I’m not actually a fan of “Black” in writing like this, mostly because it’s sloppily applied in a ctrl+f for lower case “black”, even at major institutions who should know better, but the case for it is a fairly strong one.
>Black people (specifically this means people in the US who have dark skin and whose ancestry is in the US)
So dark-skinned Africans aren't "Black"? (But they are "black"?)
Why not just use black/white for skin tone, and African-American for "people in the US who have dark skin and whose ancestry is in the US"? Then for African immigrants, we can reference the specific nation of origin, e.g. "Ghanaian-American".
I don't know if I agree in this instance. While I agree that Black people completely have a shared identity and culture - the article is clearly talking about skin colour and it's doing a comparison between how AI represents two skin tones, so I would assume that by your definition it should use lowercase in both cases.
If it's comparing a culture vs a 'non-culture' then that doesn't sound like for like.
That's a very American-centric viewpoint. The rest of the world also has a lot of different cultures of black people, and relative to the rest of the world the US 'white' culture is extremely distinctive, no matter that the members themselves quibble about having 1/16th Irish ancestry or whatever it is.

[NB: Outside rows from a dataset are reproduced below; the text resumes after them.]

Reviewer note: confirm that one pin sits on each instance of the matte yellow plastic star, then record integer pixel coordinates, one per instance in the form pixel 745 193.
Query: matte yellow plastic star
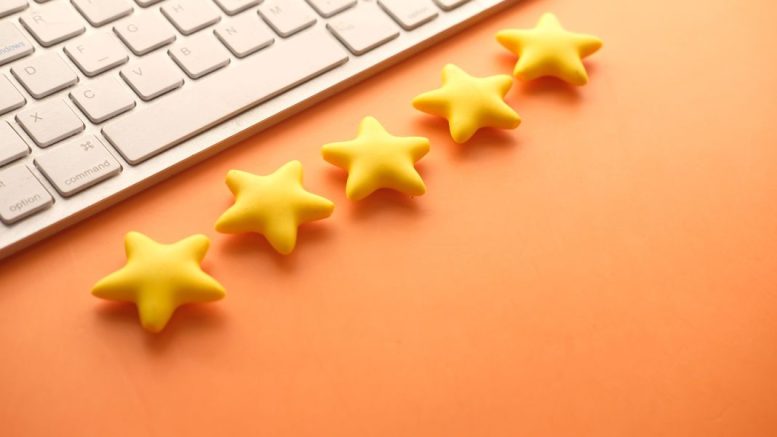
pixel 160 277
pixel 274 206
pixel 376 159
pixel 470 103
pixel 550 50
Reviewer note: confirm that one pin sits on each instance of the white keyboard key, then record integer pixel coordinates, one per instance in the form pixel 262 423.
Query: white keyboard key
pixel 146 3
pixel 77 165
pixel 8 7
pixel 200 55
pixel 145 33
pixel 12 146
pixel 10 98
pixel 152 76
pixel 97 53
pixel 21 194
pixel 363 28
pixel 49 122
pixel 287 17
pixel 245 35
pixel 189 16
pixel 148 131
pixel 13 45
pixel 102 99
pixel 327 8
pixel 232 7
pixel 409 13
pixel 53 23
pixel 100 12
pixel 449 5
pixel 44 75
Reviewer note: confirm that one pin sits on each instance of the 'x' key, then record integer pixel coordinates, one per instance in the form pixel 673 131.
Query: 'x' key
pixel 50 122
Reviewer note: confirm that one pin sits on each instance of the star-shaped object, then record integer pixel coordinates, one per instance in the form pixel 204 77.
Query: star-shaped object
pixel 274 206
pixel 549 50
pixel 160 277
pixel 470 103
pixel 376 159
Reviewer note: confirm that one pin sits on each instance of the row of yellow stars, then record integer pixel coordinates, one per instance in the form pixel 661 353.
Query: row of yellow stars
pixel 160 277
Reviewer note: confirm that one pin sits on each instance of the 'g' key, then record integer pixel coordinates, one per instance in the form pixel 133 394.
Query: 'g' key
pixel 21 195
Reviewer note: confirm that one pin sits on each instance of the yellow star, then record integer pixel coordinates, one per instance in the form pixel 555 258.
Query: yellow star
pixel 469 103
pixel 160 277
pixel 550 50
pixel 274 206
pixel 376 159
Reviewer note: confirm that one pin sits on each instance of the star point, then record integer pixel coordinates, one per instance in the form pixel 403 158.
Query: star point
pixel 274 206
pixel 159 278
pixel 550 50
pixel 376 159
pixel 470 103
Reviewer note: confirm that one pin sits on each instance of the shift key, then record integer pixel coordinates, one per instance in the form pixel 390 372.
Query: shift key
pixel 21 194
pixel 77 165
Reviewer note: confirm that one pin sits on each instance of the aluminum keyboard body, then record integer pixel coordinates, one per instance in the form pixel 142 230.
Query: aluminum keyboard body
pixel 111 160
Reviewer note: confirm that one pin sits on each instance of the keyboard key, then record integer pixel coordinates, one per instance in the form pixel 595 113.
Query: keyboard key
pixel 49 122
pixel 102 99
pixel 53 23
pixel 363 28
pixel 97 53
pixel 8 7
pixel 232 7
pixel 449 5
pixel 21 194
pixel 189 16
pixel 100 12
pixel 12 146
pixel 152 76
pixel 10 98
pixel 409 13
pixel 77 165
pixel 200 55
pixel 287 17
pixel 13 45
pixel 44 75
pixel 245 35
pixel 145 33
pixel 327 8
pixel 148 131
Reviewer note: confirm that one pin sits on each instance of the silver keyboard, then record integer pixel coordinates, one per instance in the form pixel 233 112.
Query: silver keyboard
pixel 100 99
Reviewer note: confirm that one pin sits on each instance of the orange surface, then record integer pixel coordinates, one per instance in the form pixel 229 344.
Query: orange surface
pixel 608 269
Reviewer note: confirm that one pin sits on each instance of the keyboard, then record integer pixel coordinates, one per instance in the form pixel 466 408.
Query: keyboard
pixel 100 99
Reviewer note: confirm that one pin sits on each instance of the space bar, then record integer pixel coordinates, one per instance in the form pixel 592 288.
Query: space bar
pixel 205 103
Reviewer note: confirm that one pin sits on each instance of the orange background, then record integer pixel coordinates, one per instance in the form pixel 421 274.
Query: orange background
pixel 608 269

I don't think the OP was agreeing with this stance, only describing it. It seems they probably disagree with it as this is clearly sarcasm given what was just described: "anyone arguing for an identity based on something so superficial as skin colour is probably a segregationist"
Thanks for writing this; this was my take as well (op was full on -mocking- the take being described) and I was surprised to see people think it was arguing for a very clear double standard.

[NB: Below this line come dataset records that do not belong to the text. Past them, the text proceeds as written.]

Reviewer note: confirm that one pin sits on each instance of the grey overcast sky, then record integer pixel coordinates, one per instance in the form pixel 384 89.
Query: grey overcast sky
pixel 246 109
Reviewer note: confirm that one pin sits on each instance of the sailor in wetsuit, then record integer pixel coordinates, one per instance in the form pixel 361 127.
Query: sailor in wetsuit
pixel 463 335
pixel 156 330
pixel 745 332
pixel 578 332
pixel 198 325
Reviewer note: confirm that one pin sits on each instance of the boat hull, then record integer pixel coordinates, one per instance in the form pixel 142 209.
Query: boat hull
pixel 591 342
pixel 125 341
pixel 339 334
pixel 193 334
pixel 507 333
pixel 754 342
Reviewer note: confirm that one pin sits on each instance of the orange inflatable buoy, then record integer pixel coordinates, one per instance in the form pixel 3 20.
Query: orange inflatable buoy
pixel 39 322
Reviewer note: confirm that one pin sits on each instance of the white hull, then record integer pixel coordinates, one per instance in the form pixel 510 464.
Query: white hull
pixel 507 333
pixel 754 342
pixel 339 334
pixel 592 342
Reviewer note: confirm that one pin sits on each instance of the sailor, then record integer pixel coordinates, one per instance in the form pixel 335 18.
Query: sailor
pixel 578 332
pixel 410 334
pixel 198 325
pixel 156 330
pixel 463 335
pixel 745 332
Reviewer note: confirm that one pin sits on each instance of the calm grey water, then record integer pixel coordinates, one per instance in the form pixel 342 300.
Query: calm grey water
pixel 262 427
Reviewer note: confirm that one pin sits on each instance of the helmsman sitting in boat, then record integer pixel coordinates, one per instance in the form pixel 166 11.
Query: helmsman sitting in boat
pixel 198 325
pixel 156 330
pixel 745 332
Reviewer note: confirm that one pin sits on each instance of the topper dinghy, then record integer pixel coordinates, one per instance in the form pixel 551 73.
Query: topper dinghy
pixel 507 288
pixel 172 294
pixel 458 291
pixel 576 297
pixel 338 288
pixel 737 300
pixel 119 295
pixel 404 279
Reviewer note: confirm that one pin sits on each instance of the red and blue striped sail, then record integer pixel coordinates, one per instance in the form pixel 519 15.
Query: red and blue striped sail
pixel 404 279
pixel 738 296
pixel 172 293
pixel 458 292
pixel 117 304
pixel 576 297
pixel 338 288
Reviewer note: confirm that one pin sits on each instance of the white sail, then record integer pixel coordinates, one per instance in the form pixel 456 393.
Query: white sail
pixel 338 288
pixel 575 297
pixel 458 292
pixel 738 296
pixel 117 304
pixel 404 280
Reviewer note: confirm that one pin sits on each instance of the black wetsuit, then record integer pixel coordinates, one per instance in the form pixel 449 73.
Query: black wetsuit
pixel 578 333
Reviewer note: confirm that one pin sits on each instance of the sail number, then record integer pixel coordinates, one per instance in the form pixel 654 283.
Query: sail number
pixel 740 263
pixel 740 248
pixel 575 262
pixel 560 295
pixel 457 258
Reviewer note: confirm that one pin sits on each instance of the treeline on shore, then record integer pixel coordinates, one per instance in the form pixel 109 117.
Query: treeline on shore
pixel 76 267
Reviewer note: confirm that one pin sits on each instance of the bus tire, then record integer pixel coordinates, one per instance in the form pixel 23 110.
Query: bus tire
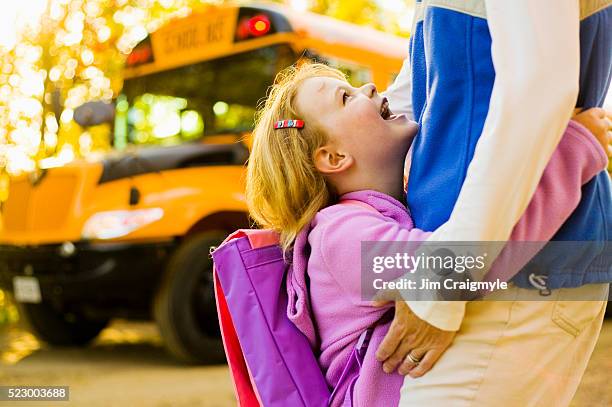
pixel 59 329
pixel 184 306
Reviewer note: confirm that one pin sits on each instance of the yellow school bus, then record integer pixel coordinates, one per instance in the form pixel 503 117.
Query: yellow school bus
pixel 128 236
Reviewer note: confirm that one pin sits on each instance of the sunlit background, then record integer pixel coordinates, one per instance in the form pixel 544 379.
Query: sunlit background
pixel 58 54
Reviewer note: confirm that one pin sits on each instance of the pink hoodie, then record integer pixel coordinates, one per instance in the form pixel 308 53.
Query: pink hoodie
pixel 324 283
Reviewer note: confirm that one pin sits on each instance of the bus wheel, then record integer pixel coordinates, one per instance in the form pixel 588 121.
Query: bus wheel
pixel 184 306
pixel 57 328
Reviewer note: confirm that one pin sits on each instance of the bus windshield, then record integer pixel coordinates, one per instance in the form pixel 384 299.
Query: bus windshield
pixel 206 98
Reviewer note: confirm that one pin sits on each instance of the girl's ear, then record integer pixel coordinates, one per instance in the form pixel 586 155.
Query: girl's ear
pixel 328 160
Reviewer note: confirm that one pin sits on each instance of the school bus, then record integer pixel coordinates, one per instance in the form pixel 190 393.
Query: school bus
pixel 129 235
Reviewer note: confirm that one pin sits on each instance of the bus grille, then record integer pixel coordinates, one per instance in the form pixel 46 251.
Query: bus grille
pixel 42 207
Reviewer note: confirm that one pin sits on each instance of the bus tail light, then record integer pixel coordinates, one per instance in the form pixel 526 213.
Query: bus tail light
pixel 253 27
pixel 113 224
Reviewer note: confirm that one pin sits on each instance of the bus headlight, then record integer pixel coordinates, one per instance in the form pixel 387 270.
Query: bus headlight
pixel 113 224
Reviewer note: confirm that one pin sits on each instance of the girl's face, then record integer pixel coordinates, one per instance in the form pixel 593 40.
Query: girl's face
pixel 357 120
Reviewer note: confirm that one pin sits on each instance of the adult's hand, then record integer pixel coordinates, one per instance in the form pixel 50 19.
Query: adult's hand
pixel 599 122
pixel 411 339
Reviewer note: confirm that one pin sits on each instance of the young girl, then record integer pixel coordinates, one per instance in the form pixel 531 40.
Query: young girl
pixel 343 143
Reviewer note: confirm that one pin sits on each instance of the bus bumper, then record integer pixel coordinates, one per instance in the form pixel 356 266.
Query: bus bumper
pixel 100 279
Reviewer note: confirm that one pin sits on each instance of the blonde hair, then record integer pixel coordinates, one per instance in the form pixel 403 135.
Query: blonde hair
pixel 284 190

My take: I think that whiteness is not a lack of culture. It is the dominant culture, which makes it feel like an absence of culture to most within it. Like a massive white (pun intended) wall, which makes other cultures clearly visible in front of it.
I would also guess that most people saying that are centrists/moderates cosplaying a different political ideology, making it even harder to see any distinct features or a sense of community and belonging.

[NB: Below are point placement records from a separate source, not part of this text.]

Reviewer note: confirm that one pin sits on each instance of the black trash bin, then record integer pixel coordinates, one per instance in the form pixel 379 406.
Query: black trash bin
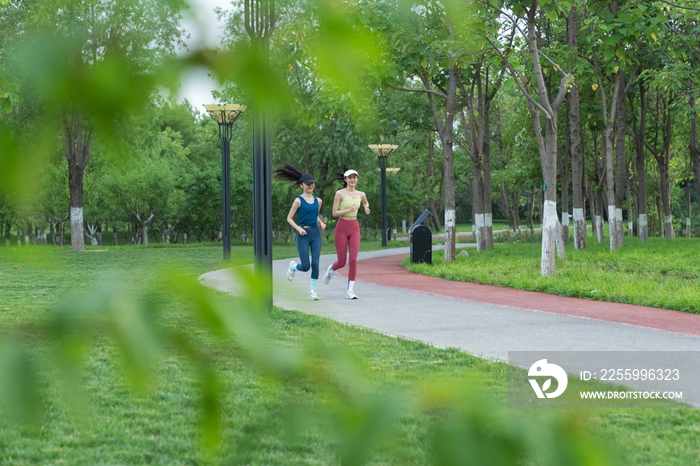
pixel 421 241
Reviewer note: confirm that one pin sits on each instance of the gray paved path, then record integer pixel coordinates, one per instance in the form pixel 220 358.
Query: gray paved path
pixel 481 329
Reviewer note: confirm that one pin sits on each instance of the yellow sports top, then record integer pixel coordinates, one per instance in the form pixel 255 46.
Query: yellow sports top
pixel 347 202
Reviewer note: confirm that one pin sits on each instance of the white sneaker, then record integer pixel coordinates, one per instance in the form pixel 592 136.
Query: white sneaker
pixel 291 271
pixel 329 274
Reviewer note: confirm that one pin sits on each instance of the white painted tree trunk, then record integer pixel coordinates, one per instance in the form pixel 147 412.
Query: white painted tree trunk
pixel 450 227
pixel 549 227
pixel 76 228
pixel 668 222
pixel 579 229
pixel 559 238
pixel 620 228
pixel 565 225
pixel 92 234
pixel 488 225
pixel 480 232
pixel 612 227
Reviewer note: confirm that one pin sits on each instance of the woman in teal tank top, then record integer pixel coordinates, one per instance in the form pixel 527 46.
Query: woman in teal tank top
pixel 307 208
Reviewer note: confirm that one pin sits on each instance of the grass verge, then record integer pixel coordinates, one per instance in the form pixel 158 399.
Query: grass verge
pixel 659 273
pixel 160 426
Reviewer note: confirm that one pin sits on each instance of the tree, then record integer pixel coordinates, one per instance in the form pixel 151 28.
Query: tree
pixel 547 107
pixel 88 41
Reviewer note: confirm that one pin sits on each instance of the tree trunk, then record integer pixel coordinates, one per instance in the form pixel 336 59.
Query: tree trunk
pixel 600 217
pixel 477 205
pixel 639 136
pixel 620 162
pixel 430 175
pixel 487 202
pixel 564 171
pixel 531 211
pixel 694 153
pixel 687 215
pixel 659 212
pixel 664 181
pixel 445 130
pixel 630 227
pixel 577 172
pixel 549 218
pixel 77 145
pixel 592 205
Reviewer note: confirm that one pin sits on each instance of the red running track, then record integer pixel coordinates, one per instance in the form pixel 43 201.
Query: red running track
pixel 387 271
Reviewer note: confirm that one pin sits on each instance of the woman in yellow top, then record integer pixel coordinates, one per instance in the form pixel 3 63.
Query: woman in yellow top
pixel 347 232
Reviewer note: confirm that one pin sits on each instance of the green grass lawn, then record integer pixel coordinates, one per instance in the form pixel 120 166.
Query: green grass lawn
pixel 659 273
pixel 161 425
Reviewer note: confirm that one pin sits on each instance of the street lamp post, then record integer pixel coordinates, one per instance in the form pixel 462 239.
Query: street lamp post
pixel 383 151
pixel 226 116
pixel 259 23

Black people (specifically this means people in the US who have dark skin and whose ancestry is in the US) have a unique identity based on a shared history that should be dignified in the same way we would write about Irish or Jewish people or culture.
There is no White culture, however, and anyone arguing for an identity based on something so superficial as skin colour is probably a segregationist or a White supremacist. American people who happen to have white skin and are looking for an identity group should choose to be identify as Irish or Armenian or whatever their ancestry justifies, or they should choose to be baseball fans or LGBTQ allies or some other race-blind identity.